Bongor : les indemnisations, sources de divisions ?

Le lendemain samedi 3 juin, dans la ville de Bongor, les victimes sont moins nombreuses, une petite centaine, avec qui des liens de confiance sont tissés depuis longtemps par la sensibilisation et ses relais locaux, très actifs. La question des disparitions revient, mais sous une autre forme : les CAE ont-elles recueilli des informations sur des disparitions permettant d’en apprendre plus, demande un vieil homme dont le frère arrêté par la DDS en 1987 n’est jamais réapparu. N’est-ce pas une faute des CAE de n’avoir pas enquêté sur ces disparitions ? enchaîne un autre homme. Son voisin, victime directe, veut savoir dans quel type de prison se trouve Hissein Habré, s’il s’agit d’une résidence surveillée ? Un autre veut savoir si la Chambre a précisé comment et où Hissein Habré serait enterré, puisqu’il est condamné à la prison à vie. Ses biens au Tchad seront-ils saisis ? Les différences de montants selon les catégories de victimes interpellent, l’un se demandant si finalement les indemnisations financières ne vont pas apporter plus de divisions, entre les victimes et au sein des familles, si finalement l’argent vient à arriver. L’orage éclate à la fin de la réunion et les pluies torrentielles empêcheront la projection publique organisée l’après-midi, au Lycée Jacques Moudeïna de Bongor. Les gens restant cloitrés chez eux, la sensibilisation porte ses explications sur les ondes de la Radio Terre Nouvelle, qui interviewe l’expert du consortium.

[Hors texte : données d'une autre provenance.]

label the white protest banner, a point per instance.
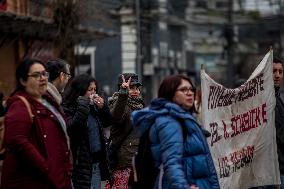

Bousculade à l'entrée dans la salle paroissiale de Bedjondo pour une rencontre avec des victimes. 2 juin 2017.

Bousculade à l’entrée dans la salle paroissiale de Bedjondo pour une rencontre avec des victimes. 2 juin 2017.

La première phase de la tournée d’explication du verdict final menée par le consortium de sensibilisation sur les Chambres africaines extraordinaires (CAE) se termine avec ses deux rencontres organisées à Bedjondo et à Bongor. Les quelques soixante-dix organisations de la société civile partenaires de la sensibilisation et les douze radios communautaires également partenaires, vont se charger d’en faire le relais aux quatre coins du Tchad. Une seconde tournée sera organisée fin juin pour toucher les populations du Centre et du Nord du pays.